Reviews

Bryony Beynon

C.H.E.W. In Due Time EP

You’re flung backwards down some stairs into another room, sprung into the middle of a pit. You come to, thinking maybe four bands are playing at once but it’s all C.H.E.W, there’s just an extra frequency in there that pops up like an intrusive thought, real wacko sound only the baddest saliva animals can creepy crawl to. Doris’s nasal recriminations give way to a full sputtering throat and suddenly there are duelling riffs in five dimensions. A fastidiously choreographed meltdown executed with a similar deranged flair to IMPALERS, but way more petulant. Fuck!!! There’s an extra sub woof-woof-woof of vicious stomp. A song named for a disease you can only get from eating cat shit. Hot feedback. Is that a mosh part played backwards? You can’t feel your head. C.H.E.W have taken the hardcore palette and gone full Abstract Expressionist with it. There’s echoes of that GELD LP from last year, which makes sense because thinking about it Iron Lung put that out too. Exactly the type of factoid some punisher will whisper in your ear as you’re squeezing out the juice from these insane fractal solos. Maybe I am the punisher. Now my sweat is in your eyes and you forgot to shield your kidneys from the mass of feet and elbows and now things feel leaky but hey, that’s why you have two. Emboldened, you rip one out as an offering.

Veto What’s Going On LP

VETO hails from Dunkerque, France, and are five years deep into a largely tasteful execution of the thee Rockin’ Fast Hardcore template, which this LP continues. This wouldn’t have been out of place on the No Way Records roster, as overall it’s strong on fills and low on space, save for a few stop-start moments and a curveball couple of moments of quasi-emo yelling which I could have taken or left.

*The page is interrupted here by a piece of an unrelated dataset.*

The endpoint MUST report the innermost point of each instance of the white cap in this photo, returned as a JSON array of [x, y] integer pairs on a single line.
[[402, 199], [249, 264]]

You know what you’re getting when a band names a song “Play Fast and Aggressive.” You’ll know if you can handle the occasional peppering of throaty gang vocals or sung vocals or not; all in all sounds like a sweaty good time live if a little on the earnest side.

Whip Don’t Call Me EP

This is strong, belligerent and highly enjoyable. WHIP are four humans from Winnipeg and their single sounds like a contemporary basement might, replete with displeased vocals and scraped-against-concrete guitar. Sounds like the platonic ideal of the band you’d never heard of but played with on your tour and their singer spat in some dickhead’s face mid-set and now everyone’s wearing their shirt. This record eschews anything longer than two minutes in a manner leaving you uncertain as to whether that’s because long songs are a patriarchal construct or just plain they are boring. Porque no los dos? WHIP is cool.